Blood plasma was then labeled with fluorescein isothiocyanate-conjugated dextran (FITC) at 500 nM concentration in blood. We then acquired a $600\times 600\times 660\text{\hspace{0.17em}}\text{\hspace{0.17em}}\mu {\mathrm{m}}^{3}$ stack of the FITC-labeled vasculature using TPLSM ($1.17\times 1.17\times 2.0\text{\hspace{0.17em}}\text{\hspace{0.17em}}\mu {\mathrm{m}}^{3}$ voxel size) as described in Sakadžić et al.^{21} Although OCT can also be used to generate angiograms, the spatial resolution and contrast-to-noise ratio is generally higher with FITC TPLSM, which makes it easier to graph (i.e., vectorize) the vascular stack in the subsequent steps. This data was previously published in Sakadžić et al.^{21} and Gagnon et al.^{22}

## 3.5.

### Data Processing

The TPLSM angiogram was graphed with a custom software using a combination of automatic segmentation procedures and manual corrections.^{5}^{,}^{23} Vessel diameter was estimated at each graph node by thresholding the image at a low value of $\sim 2\%$ of the maximum image intensity, considering lines through the node point oriented every 3 deg in the local plane perpendicular to the vessel axis, and finding the minimum distance from vessel edge to vessel edge. To reconstruct flow in the experimental vessel network, we set the blood pressure boundary condition for the arterioles and venules crossing the sides of the imaged volume using tabulated values from Ref. 18 given the vessel diameter and the vessel type (arteriole or venule). Similarly to our simulations, pressure boundary condition was set to 105 mmHg in the inflowing arteriole and to 10 mmHg in the outflowing venules. This set of boundary conditions has been shown to result in accurate and realistic flow distributions in previous studies.^{5}^{,}^{12}

## 4.

## Results and Discussion

## 4.1.

### Simulations Results

The results of our simulations are shown in Fig. 2. In the case of this specific output, 10% of the vessel segments contained DOCT priors. A random noise was added to each of those DOCT priors and the maximum amplitude of the noise was set to 10% of the flow value for each segment. Figure 2(a) shows the specific segments that contained a DOCT prior for this specific simulation. Figure 2(b) shows the $\mathrm{\mu}\mathrm{CBF}$ error map in percent with and withtout DOCT priors.
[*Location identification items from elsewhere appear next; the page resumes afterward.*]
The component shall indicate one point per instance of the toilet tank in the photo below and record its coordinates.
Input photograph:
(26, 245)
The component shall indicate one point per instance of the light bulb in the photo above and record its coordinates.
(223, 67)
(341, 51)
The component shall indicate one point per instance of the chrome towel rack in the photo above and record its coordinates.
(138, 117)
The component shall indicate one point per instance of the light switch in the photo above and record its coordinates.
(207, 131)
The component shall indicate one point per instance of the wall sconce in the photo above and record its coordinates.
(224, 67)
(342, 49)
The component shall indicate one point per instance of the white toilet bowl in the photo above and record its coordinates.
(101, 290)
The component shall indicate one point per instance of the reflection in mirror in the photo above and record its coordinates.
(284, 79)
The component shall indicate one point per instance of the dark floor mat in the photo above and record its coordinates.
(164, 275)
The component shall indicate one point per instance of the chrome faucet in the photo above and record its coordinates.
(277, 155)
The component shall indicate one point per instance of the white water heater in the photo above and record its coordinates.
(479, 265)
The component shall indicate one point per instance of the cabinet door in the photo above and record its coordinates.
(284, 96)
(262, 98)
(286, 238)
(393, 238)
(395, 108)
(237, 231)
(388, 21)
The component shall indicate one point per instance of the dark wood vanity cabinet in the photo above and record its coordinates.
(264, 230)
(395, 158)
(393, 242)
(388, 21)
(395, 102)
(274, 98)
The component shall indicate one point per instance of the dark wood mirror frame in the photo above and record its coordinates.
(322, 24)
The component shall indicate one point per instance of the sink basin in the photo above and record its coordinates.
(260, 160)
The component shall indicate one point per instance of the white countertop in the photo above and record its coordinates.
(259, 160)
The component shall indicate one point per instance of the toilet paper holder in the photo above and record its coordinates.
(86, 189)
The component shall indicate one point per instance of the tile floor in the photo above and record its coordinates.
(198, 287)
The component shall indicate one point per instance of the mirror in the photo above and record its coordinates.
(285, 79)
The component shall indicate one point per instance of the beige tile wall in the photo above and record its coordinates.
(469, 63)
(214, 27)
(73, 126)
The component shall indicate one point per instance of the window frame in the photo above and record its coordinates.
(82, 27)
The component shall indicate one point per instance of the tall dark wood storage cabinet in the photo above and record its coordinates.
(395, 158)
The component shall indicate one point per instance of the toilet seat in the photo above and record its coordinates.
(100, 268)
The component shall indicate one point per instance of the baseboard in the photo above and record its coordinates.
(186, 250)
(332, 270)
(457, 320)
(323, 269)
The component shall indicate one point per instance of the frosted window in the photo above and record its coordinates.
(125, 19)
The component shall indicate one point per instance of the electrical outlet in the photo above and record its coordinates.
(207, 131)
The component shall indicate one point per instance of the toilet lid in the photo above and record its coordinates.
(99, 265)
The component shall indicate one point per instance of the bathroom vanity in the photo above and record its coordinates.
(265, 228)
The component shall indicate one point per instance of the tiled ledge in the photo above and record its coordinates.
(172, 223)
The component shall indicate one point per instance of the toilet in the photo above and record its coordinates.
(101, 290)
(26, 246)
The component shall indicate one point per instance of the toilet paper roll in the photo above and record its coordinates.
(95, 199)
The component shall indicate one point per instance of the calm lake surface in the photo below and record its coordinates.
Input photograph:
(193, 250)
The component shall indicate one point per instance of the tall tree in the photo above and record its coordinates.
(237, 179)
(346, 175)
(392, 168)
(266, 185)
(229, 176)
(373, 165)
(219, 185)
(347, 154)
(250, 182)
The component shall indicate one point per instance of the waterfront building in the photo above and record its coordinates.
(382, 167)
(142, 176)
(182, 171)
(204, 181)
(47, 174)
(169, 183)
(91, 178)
We first observe that the residual error in both cases is not located around particular vessels. It is rather spread across the entire network. We also observe a reduction in the error of the reconstructed flow using DOCT priors. The error reduction is spread across the network and is not limited around vessels containing a DOCT prior or restricted to inflowing or outflowing vessels.
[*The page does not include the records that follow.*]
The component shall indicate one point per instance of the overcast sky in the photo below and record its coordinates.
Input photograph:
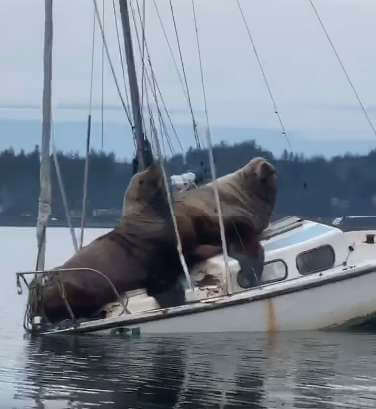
(315, 101)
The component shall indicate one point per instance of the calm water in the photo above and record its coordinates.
(295, 370)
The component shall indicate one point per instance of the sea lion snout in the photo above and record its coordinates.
(263, 179)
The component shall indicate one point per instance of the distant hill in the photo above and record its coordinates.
(343, 185)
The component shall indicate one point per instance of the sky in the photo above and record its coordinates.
(317, 105)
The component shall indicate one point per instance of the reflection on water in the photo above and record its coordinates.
(297, 370)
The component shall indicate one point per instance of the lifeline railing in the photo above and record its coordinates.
(57, 272)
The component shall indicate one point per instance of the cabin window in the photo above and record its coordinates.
(275, 270)
(318, 259)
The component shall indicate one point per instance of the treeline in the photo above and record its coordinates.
(343, 185)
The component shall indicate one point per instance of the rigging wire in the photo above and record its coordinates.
(171, 51)
(120, 52)
(143, 21)
(142, 53)
(102, 82)
(185, 77)
(265, 78)
(63, 192)
(112, 66)
(227, 281)
(153, 84)
(88, 139)
(155, 87)
(339, 59)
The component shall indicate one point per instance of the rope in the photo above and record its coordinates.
(120, 52)
(102, 82)
(153, 84)
(185, 78)
(171, 51)
(264, 76)
(142, 51)
(227, 281)
(175, 224)
(352, 86)
(111, 65)
(63, 195)
(88, 137)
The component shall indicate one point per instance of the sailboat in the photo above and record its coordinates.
(314, 276)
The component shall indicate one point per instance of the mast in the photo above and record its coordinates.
(142, 154)
(44, 206)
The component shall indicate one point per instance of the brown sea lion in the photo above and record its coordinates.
(141, 251)
(143, 242)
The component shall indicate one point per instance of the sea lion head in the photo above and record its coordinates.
(261, 180)
(145, 189)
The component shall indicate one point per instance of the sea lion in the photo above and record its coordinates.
(247, 199)
(142, 243)
(142, 253)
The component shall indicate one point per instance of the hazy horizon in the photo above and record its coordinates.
(315, 101)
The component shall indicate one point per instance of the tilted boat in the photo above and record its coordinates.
(315, 276)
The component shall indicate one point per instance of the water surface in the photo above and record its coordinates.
(291, 370)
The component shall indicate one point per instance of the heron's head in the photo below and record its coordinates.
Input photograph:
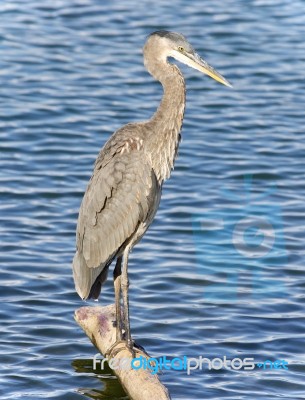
(165, 44)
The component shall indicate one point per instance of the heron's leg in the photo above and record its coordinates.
(117, 291)
(124, 286)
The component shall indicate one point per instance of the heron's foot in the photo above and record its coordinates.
(120, 345)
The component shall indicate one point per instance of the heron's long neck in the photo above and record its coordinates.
(165, 125)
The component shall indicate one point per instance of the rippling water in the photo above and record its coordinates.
(221, 270)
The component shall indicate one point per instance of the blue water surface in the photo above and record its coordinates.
(221, 270)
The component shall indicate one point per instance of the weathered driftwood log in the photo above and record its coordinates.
(139, 384)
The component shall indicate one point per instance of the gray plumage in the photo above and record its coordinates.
(123, 194)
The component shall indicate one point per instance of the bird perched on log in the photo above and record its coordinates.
(124, 191)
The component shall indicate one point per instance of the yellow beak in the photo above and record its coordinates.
(196, 62)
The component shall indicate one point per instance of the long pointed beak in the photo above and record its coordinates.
(196, 62)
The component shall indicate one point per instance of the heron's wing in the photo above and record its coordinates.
(120, 195)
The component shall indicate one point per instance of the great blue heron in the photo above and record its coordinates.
(124, 191)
To account for the variability introduced by the noise, simulations were run 500 times with different noise instances and different configurations for the DOCT priors. The average residual error in the reconstructed flow was 300% without DOCT measurements and 150% when 10% of the segments contained DOCT measurements, even if those measurements contained 25% noise. The high level of residual error in the reconstructed flow is the result of a high noise in the resistance of the capillaries which was set to 100%.
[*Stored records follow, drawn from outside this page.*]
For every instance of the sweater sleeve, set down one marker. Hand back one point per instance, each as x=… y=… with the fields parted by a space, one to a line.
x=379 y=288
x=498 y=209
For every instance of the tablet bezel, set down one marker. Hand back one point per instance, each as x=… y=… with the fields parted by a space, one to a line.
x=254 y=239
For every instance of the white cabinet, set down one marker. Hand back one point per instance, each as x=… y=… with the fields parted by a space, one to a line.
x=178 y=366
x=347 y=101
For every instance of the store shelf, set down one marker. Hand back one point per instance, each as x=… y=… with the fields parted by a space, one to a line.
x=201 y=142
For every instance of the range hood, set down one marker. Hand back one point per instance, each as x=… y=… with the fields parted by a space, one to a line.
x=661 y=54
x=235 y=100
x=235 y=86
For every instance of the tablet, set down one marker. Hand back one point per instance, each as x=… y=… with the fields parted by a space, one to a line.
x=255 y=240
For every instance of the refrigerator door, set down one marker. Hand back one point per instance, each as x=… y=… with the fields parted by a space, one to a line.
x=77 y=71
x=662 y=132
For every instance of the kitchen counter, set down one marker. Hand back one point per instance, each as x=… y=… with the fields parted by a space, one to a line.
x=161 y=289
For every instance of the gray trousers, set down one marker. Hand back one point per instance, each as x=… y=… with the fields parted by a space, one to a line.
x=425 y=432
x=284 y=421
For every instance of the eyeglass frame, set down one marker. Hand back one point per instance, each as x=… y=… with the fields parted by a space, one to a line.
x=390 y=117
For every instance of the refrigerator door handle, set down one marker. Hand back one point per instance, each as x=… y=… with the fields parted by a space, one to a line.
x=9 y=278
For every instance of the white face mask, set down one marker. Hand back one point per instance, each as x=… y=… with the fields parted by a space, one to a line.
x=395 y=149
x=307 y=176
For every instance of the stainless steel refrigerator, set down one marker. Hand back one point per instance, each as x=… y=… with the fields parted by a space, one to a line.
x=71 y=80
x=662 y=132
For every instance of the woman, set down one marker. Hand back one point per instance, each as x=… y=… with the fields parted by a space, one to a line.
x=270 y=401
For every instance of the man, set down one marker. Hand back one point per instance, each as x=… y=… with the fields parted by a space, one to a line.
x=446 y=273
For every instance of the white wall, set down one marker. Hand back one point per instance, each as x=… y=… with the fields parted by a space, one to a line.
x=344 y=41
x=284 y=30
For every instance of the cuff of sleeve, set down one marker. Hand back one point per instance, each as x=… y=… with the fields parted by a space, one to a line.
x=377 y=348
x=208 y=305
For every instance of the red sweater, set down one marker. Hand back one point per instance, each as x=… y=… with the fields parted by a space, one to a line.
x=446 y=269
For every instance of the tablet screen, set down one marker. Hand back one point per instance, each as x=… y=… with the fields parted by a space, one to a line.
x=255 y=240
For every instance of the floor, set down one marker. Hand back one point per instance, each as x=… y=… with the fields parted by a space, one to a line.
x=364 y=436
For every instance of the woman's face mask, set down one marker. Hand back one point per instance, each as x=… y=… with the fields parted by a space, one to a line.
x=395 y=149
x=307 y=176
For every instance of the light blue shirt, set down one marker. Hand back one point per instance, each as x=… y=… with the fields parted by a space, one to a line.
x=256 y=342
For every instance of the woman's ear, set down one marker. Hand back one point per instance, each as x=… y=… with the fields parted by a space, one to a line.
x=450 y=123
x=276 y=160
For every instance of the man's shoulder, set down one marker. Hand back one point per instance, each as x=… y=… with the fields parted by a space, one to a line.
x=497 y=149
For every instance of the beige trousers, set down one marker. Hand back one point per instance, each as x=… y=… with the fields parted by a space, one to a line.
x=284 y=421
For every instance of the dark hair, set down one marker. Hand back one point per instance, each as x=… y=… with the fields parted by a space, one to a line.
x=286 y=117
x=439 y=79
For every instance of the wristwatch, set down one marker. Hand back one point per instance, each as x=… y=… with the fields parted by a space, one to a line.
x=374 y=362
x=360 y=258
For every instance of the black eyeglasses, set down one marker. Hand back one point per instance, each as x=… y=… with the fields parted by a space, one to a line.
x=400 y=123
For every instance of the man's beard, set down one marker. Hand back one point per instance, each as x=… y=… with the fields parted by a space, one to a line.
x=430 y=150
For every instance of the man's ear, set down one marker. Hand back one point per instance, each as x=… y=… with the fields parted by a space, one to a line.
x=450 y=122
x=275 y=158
Figure 2(c) shows the comparison of the MSE between the simulated $\mathrm{\mu}\mathrm{CBF}$ and the recovered $\mathrm{\mu}\mathrm{CBF}$ with and without the DOCT priors. Each bar represents the average MSE obtained from 500 simulations with different noise instances and different DOCT prior configurations. Simulations were run with 10% DOCT priors located only in the capillaries, with 10% DOCT priors located in any vessels including 1, 2 and 3 outflowing venules, respectively, and with 10% DOCT priors located in any vessels including the inflowing arteriole. Note that vessels with DOCT priors did not contribute to the MSE calculation and thus did not bias the results. We observe that constraining the flow reconstruction with DOCT priors in 10% of the vessels reduced the MSE to 50% of the MSE obtained when no DOCT priors were used. When the vessels with priors included 1, 2 and 3 outflowing venules, the MSE was further reduced to 45, 42, and 39% of the MSE obtained with no DOCT prior, respectively. The same reduction to 39% of the initial MSE was obtained when the vessels with priors included the inflowing arteriole. Constraining the flow value in the inflowing arteriole or an outflowing venule will null the impact of the pressure boundary condition for this specific vessel and several downstream vessels (or upstream vessels for the case of a venule) since flow must be conserved along the vascular tree. We note that constraining the flow in a single outflowing venule still reduces the MSE compared to the case where the DOCT priors were located only in the capillaries. Moreover, constraining the flow in the inflowing arteriole or all the outflowing venules will fix the regional blood flow (or the global perfusion) of the network and results in global lower MSE. These results indicate that getting DOCT measurements in large inflowing arterioles or large outflowing venules will have the most impact on the flow computation.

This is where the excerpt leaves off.